An imagined conversation may go like this. Are you a social worker? No. Are you a care assistant? No. Are you a community worker? I may work in the community, but may not be a community worker. Do you work with children? I can work with a variety of people who may require support in their daily living and achieving their wider life goals, these groups can include the older person, a person with disability, or indeed it may be working with children or teenagers. Do you work on your own? No. I work as part of team usually. Is your job boring? Absolutely not!
The questions do give us a sense of the search for identity for social care and social care workers. Do people really know what social care workers do? As they would a nurse or a Garda?
So what do social care workers do?
The National Institute of Social Workers (NISW) in the UK see social care as
‘concerning itself with helping people live their lives comfortably, particularly those people who require a certain degree of extra practical and physical help. Social care workers endeavour to provide this service of practical support with a view of helping individuals maintain their independence, to increase their quality of life and to help them lead fuller more enjoyable lives. Social care workers often just help out with those everyday tasks that seem small to the average person but can make a massive difference to someone else’s life as well as being a rewarding experience for the carer involved.’

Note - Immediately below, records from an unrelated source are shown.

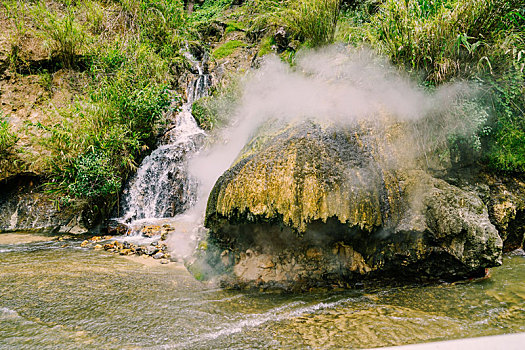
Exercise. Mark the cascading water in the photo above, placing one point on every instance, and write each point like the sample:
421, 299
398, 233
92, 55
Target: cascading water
162, 186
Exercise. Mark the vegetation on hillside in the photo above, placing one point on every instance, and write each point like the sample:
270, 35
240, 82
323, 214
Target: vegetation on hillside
127, 57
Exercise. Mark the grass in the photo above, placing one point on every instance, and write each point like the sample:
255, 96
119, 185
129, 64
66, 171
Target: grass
64, 36
448, 40
7, 138
227, 48
129, 54
312, 21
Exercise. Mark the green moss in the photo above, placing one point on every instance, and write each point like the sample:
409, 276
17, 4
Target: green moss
227, 49
303, 174
204, 114
233, 27
265, 47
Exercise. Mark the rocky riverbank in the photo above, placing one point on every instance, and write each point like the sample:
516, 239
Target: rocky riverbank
312, 204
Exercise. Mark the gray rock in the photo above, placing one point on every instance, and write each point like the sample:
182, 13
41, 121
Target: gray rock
158, 255
368, 210
150, 250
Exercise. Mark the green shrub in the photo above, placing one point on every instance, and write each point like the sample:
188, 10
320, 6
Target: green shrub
208, 11
227, 48
7, 138
506, 142
94, 176
15, 10
204, 113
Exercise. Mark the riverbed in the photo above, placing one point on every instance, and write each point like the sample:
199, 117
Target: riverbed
56, 295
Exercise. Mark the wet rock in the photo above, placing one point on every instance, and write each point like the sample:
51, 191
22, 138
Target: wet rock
117, 228
126, 252
151, 230
158, 255
313, 203
150, 250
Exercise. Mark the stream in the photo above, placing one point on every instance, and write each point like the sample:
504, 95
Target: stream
56, 295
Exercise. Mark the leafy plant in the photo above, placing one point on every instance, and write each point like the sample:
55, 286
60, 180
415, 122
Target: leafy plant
15, 10
94, 176
7, 138
227, 48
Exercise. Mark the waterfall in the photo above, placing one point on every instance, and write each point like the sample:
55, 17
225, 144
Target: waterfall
162, 187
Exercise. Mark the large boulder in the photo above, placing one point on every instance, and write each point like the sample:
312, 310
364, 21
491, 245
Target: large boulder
315, 203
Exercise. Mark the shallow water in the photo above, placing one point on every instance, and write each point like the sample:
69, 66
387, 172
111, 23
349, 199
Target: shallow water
56, 298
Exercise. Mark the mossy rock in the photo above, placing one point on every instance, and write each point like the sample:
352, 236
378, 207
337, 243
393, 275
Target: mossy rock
318, 185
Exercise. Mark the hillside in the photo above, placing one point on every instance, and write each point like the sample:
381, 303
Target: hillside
85, 85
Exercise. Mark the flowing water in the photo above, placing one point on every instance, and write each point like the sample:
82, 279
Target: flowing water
55, 297
162, 186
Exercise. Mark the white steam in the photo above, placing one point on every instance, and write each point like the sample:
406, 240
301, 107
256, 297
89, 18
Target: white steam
334, 84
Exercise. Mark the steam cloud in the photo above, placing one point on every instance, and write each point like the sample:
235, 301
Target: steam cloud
335, 84
332, 84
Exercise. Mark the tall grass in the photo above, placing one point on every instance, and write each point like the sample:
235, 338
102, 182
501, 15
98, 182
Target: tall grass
7, 138
447, 38
313, 21
63, 34
15, 10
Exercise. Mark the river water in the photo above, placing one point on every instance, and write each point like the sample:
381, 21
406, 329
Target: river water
56, 297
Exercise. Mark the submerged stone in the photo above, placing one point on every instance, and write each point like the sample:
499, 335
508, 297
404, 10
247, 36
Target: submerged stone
315, 204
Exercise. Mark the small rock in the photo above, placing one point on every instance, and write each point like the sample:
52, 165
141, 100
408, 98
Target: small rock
125, 252
150, 231
158, 255
150, 250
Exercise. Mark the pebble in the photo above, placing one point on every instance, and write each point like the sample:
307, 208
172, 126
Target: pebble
159, 255
150, 250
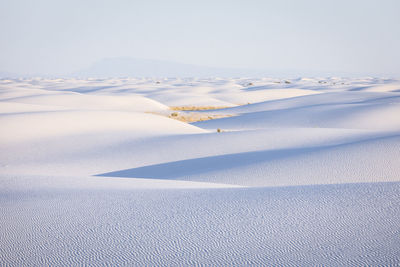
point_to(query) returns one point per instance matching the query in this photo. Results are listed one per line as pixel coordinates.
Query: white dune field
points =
(302, 172)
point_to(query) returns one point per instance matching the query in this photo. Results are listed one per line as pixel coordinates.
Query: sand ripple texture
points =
(338, 225)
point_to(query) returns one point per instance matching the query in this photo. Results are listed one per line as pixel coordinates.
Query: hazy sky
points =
(359, 37)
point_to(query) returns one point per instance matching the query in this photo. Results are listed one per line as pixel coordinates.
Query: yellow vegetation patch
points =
(194, 108)
(193, 117)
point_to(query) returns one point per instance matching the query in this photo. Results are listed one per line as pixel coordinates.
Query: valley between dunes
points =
(200, 171)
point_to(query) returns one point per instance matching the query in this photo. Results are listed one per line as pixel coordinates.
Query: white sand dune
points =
(305, 172)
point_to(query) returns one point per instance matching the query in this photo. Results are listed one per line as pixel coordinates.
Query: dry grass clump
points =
(194, 108)
(194, 117)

Is social care the career for you?
The social care profession gives you an opportunity to support a person to pursue their vision of a desirable future, to support them to acquire a skill required for increased in independence or simply to support them in a daily task like cooking or housekeeping. You support people through major life transitions like bereavement, leaving home, illness, starting a new job.
If you are good at relating to others, have a sound value base and ethics, can empathise with others easily, believe in social justice and understand that empowerment is key; then social care could be an option for you. To support people seen as the less powerful in society to start to live the life they want to live can be rewarding for both the person and the social care worker. Indeed in today’s society, that has seen austerity affect the groups social care workers support more than anyone else, now is a fitting time to start focussing on these groups again.
At this time with the arrival of regulation and registration of the profession by CORU in the next few years, it is a good time to enter social care. An essential profession to ensure all citizens in Ireland are included going forward into the next, new Irish century.